You can afford to wear poor clothes now, when for you in the upper wardrobes is folded up the royal purple. You can afford to have coarse food here, when your bread is to be made from the finest wheat of the eternal harvests. Cheer up! Weeping may endure for a night, but joy cometh in the morning.

See, also, that a man may have every comfort and luxury here, and yet come to a wretched future. It is no sin to be rich. It is a sin not to be rich, if we can be rich honestly. I wish I had five hundred thousand dollars—I suppose I might as well make it a million. I see so much suffering and trial every day that I say, again and again, I wish I had the money to relieve it.

But alas for the man who has nothing but money! Dives’ house had a front door and a back door, and they both opened into eternity. Sixty seconds after Dives was gone, of what use were his horses? He could not ride them. Of what use were his rich viands? He could not open his clenched teeth to eat them. Of what use were his fine linen shirts, when he could not wear them?

The poorest man who stood along the road, watching the funeral procession of Dives, owned more of this world than did the dead gormandizer. The future world was all the darker because of the brightness of this.

That wife of a drunken husband, if she does wrong and loses her soul, will not find it so intolerable in hell as others, for she has been in hell ever since she was married, and is partially used to it.

But this rich man, Dives, had every thing once—now nothing. He once had the best wine; now he can not get water. He had, like other affluent persons of the East, slaves to fan him when he was hot; now he is being consumed. He can afford no covering so good as the old patches that once fluttered about Lazarus as he went walking in the wind.

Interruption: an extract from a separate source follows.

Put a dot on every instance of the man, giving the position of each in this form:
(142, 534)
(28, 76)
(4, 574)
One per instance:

Who among my hearers will take Dives’ fine house, costly plate, dazzling equipage and kennel of blooded dogs, if his eternity must be thrown in with it?

NOAH.

Noah did the best and the worst thing for the world. He built an ark against the deluge of water, but he also introduced a deluge against which the human race has ever since been trying to build an ark—the deluge of drunkenness.

In the opening chapters of the Bible we can hear his staggering steps.